Nous avons commencé par organiser les journées de salubrité dans les écoles primaires avec des sessions de 2 heures dans lesquelles les élèves ont ramassé les déchets. Jake Bufton, un volontaire a remarqué « il était incroyable de voir un grand nombre d’enfants qui étaient tous motivés. Il y avait des centaines d’eux à courir dans l’enceinte de l’école pour ramasser les déchets,  s’aider les uns les autres  à nettoyer le domaine et s’amuser en même temps. C’était magnifique ! » Pour maintenir les enfants de la localité investis à nettoyer leur école dans une manière marrant et innovante, nous espérons les avoir motivé et encouragé à continuer de le faire régulièrement à l’école, à la maison et dans leurs communautés locales.

A Kabeela nous avons rassemblé les sachets d’eau utilisés (l’eau potable) pour les réutiliser à créer des filets de foot pour donner à la communauté locale. Nous sommes aussi en train de planter une nouvelle pépinière avec les arbres de papayes, mangues, grenadines, pommes cannelle et les fruits de la passion dans le jardin de Kabeela en utilisant les pneus recyclés et les sachets d’eau en plastique. Cela va être arrosé et maintenu en utilisant notre nouveau puits qui aura bientôt une pompe pour s’assurer une source d’eau fiable, accessible et auto-suffisante.  Cette pompe a été financée par un ministre  comme une reconnaissance du travail qu’on fait ici, après qu’ils nous ont rendu visite la semaine dernière. La pépinière, ainsi que la nouvelle source d’eau fournissent aux femmes un revenu additionnel et fiable.

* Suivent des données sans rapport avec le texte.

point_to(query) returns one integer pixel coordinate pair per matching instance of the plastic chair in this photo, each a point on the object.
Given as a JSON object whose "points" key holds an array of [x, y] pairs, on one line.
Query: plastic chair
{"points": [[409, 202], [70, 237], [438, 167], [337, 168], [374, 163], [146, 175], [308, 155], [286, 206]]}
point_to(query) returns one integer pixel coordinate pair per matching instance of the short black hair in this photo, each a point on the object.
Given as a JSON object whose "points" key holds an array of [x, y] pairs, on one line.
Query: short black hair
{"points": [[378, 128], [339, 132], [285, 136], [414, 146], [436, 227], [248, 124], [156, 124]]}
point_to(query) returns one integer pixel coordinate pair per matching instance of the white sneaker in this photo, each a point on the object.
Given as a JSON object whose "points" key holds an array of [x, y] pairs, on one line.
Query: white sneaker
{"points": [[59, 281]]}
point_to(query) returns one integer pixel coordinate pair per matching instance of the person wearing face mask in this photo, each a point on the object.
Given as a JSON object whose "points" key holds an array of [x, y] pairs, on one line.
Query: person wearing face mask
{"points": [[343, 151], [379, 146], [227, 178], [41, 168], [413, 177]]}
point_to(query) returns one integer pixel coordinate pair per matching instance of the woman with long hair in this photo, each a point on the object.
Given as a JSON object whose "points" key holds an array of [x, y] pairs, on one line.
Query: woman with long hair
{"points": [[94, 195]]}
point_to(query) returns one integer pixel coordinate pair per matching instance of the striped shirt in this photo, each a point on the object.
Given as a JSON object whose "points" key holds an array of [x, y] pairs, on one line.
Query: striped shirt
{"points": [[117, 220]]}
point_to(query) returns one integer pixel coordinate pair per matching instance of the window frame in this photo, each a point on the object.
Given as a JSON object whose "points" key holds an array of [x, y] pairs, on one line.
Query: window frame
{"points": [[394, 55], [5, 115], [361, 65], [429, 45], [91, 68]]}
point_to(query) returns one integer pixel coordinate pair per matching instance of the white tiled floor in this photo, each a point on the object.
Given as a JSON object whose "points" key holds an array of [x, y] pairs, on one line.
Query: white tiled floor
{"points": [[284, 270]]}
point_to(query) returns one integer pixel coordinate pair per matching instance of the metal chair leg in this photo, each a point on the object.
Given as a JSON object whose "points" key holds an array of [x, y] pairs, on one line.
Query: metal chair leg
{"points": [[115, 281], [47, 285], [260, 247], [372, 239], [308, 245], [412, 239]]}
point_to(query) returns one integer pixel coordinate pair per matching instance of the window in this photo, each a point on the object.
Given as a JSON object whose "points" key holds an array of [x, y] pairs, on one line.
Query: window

Cette corrélation entre la protection de l’environnement et le fait de générer un revenu peut aussi être perçu chez certains membres de Kabeela qui canalisent l’environnementalisme  pour générer du revenu. Rita, notre membre la plus jeune, passe son temps libre en fabricant les portes monnaies et les sacs en utilisant les sachets en plastique pour vendre dans la communauté : une idée entrepreneurial qui lui fournit l’indépendance et la sécurité financière et permet par ailleurs de réduire les déchets plastique. C’est cette manière de penser qu’on voudrait encourager le plus possible au sein de la communauté locale.

Faire des grands changements à propos de l’environnementalisme dans un pays où il y a peu d’infrastructure pour le soutenir est un grand défi. Pourtant, le processus commence avec la motivation des individus à prendre soin de l’environnement. Ayant déjà gagné la reconnaissance et des fonds du gouvernement pour le travail qu’on est en train de faire, on est fièr de savoir que les bonnes initiatives sont reconnues. Plus on est  concerné par le changement environnemental, plus le gouvernement a la motivation de générer l’infrastructure de soutenir ce changement au niveau national et créer un Burkina plus vert.